Observing Signal Transduction Directly at the Single-Molecule Level in Live Eukaryotic Cells

Abstract

All cells dynamically sense their environment through signal transduction mechanisms, allowing them to respond to environmental changes at the genetic level. The glucose sensory mechanism in Sacchoromyces cerevisiae is a model system of signal transduction. It uses the multi-copy inhibitor of the GAL gene expression Mig1 protein to repress unwanted genes in the presence of elevated level of extracellular glucose. In wild-type cell strains, and in genetically and biochemically impaired signal transduction phenotypes, we have fluorescently labelled the Mig1 protein with the green fluorescent protein GFP via chromosomal integration at native levels of expression, in addition to the RNAP nuclear reporter protein Nrd1 with the red fluorescent protein mCherry. [1] Using millisecond dual-color fluorescence excitation with Slimfield microscopy, [2] we track the fate of single molecules of Mig1 in live yeast cells at millisecond timescales. We present data showing a consistent difference between confined, high stoichiometry assemblages of bound Mig1 in the nucleus and freely diffusing single Mig1 molecules across the entire cell as well as more complex behavior in Mig1 traversing the nuclear membrane.
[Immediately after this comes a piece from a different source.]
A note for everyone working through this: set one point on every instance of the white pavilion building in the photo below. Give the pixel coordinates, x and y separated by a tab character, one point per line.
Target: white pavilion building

The mobility and stoichiometry distribution of Mig1 assemblages we observe is functionally dependent on the signal transduction pathway and the concentration of extracellular glucose, allowing us to directly observe gene regulatory events.1. Bendrioua, L. et al. Yeast AMP-activated Protein Kinase Monitors Glucose Concentration Changes and Absolute Glucose Levels. J. Biol. Chem. 289, 12863-75 (2014).2. Reyes-Lamothe, R., Sherratt, D. J. & Leake, M. C. Stoichiometry and architecture of active DNA replication machinery in Escherichia coli. Science 328, 498-501 (2010).